As the voyage continues and the real destination -- Skull Island -- is revealed, it is not the crew alone that fears the worst.
For audiences too are gearing up for the terrible, and the arrival of the giant ape.
Meanwhile, Darrow and Driscoll have started to fall in love.
At Skull Island, hell breaks loose, as Denham and Co are attacked by the natives.
The eerie atmosphere on Skull Island becomes more ominous when the outsiders seem to be lost despite their gun power.
When Darrow is captured and is about to be sacrificed, we expect King Kong to save her.
He does, but director Jackson takes his time -- some 10 minutes -- before showing us the full size of the gigantic ape.
For sheer suspense and heart-pounding action, the middle part of the film with giant critters dominating the screen will remain unbeatable for a long time, unless perhaps Jackson decides on a sequel.
Especially thrilling are the scenes showing the horrified movie crew running between the giant legs of the agitated critters, with King Kong's fury adding to the confusion and danger.
The film veers towards tragedy as Driscoll rescues Darrow, and soon, Denham and his insensitive sidekicks plot to render King Kong senseless and transport the ape to New York.
Denham's movie dream by now has gone bust.
But with the giant beast in his grasp, he plans a live beauty and beast show.
And then come some of the sweetest moments in the film when Darrow tries to appease the beast.
Watts, better known for her work in art-house hits such as 21 Grams and the horror flick The Ring, fully explores the opportunities Jackson has given her.
Among the film's haunting images are the scenes in which King Kong, not distracted by nbsp;Darrow's attempts to amuse him, nudges her to enjoy the breathtaking panorama she has not paid attention to.

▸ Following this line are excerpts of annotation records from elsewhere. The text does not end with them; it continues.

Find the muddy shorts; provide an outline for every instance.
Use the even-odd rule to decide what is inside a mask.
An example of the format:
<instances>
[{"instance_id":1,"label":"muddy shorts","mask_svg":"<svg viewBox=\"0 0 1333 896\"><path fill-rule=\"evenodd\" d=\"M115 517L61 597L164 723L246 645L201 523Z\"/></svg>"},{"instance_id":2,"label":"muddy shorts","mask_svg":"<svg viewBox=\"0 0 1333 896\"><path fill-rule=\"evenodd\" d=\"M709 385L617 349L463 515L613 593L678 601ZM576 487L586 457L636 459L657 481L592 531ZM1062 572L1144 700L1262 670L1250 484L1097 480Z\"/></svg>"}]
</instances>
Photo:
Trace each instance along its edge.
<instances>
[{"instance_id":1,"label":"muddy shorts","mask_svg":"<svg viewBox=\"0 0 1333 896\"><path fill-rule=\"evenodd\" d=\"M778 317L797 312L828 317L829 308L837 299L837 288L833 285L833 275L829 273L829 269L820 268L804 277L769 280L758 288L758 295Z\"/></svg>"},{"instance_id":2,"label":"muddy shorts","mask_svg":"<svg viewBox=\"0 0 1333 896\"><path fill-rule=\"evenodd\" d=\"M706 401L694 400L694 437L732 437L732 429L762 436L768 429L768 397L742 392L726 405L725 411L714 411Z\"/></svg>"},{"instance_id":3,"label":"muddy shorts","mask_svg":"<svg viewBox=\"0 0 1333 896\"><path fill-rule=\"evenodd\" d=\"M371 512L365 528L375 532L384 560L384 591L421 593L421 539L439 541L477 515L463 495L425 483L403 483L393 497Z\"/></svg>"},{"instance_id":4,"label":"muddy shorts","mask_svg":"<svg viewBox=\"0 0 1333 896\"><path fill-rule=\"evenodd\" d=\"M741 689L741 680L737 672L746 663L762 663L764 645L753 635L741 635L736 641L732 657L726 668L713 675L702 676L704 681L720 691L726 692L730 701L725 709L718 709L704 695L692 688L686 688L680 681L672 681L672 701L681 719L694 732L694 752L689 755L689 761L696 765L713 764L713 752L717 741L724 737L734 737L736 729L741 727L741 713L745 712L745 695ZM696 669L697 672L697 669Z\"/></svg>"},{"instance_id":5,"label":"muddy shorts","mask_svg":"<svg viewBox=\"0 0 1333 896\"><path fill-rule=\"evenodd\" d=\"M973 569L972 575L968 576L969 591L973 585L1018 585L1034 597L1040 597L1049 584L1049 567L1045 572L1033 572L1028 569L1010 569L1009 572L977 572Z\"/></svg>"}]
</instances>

Among the many hilarious moments are the scenes in New York's famous Central Park where King Kong, with his beloved blond in his palm, enjoys the slippery, icy surface of a frozen pond.

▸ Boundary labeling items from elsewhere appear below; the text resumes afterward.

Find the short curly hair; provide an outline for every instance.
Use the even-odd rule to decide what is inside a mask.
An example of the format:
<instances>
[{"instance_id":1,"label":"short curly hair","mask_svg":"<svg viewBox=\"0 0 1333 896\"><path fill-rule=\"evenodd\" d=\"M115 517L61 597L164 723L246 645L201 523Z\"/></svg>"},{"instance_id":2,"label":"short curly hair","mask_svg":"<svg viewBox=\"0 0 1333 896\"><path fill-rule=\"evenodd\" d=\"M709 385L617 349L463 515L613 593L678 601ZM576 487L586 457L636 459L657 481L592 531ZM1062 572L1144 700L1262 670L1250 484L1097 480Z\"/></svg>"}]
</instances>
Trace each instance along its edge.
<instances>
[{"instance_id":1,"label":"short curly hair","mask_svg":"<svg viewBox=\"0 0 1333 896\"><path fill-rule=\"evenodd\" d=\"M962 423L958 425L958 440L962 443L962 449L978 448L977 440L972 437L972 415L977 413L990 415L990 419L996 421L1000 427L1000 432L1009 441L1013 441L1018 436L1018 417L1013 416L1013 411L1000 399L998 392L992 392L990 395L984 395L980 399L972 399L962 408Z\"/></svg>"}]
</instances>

The climatic scenes atop the Empire State Building are a bit long. Yet, they are suspenseful and moving even when one knows (or suspects) how the film will end.

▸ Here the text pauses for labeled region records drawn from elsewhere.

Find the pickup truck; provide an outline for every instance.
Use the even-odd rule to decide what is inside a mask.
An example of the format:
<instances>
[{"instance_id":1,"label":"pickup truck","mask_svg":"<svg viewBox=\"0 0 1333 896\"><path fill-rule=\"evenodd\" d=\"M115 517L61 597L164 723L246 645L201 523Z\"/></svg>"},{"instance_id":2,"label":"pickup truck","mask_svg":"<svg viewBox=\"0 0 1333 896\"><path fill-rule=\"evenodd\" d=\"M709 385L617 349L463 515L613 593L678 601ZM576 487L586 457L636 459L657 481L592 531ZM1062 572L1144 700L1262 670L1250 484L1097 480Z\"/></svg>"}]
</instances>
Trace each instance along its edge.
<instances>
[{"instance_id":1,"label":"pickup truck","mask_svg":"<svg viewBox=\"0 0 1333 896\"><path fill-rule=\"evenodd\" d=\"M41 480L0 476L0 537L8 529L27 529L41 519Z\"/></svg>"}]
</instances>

The chemistry that Jackson has created between the beast and the blond is amazing but one wishes there was better chemistry between her and the writer.
Oscar-winner Brody is a terrific actor, and his muted emotions bring out the suffering of his character. But when it comes to romantic scenes, he cannot whip up the fraction of the computer-generated expression we see on King Kong's face.
If there is some justice in Hollywood, Andrew Serkis (Gollum in The Lord Of The Rings trilogy) should be nominated for an Oscar. He is delightful as the ship's cook but his contribution in helping create a vivid Kong Kong is the work of legend.
Arguably, the film could have been shorter by 30 or 45 minutes. But Jackson's detailed depictions are so colourful (and eerie when the story moves to Skull Island) that it is difficult to take your eyes off the screen.
Offering much more spectacle, emotion and adventure than any other film this year or even this decade, King Kong will rule our imagination and hearts for a very long time.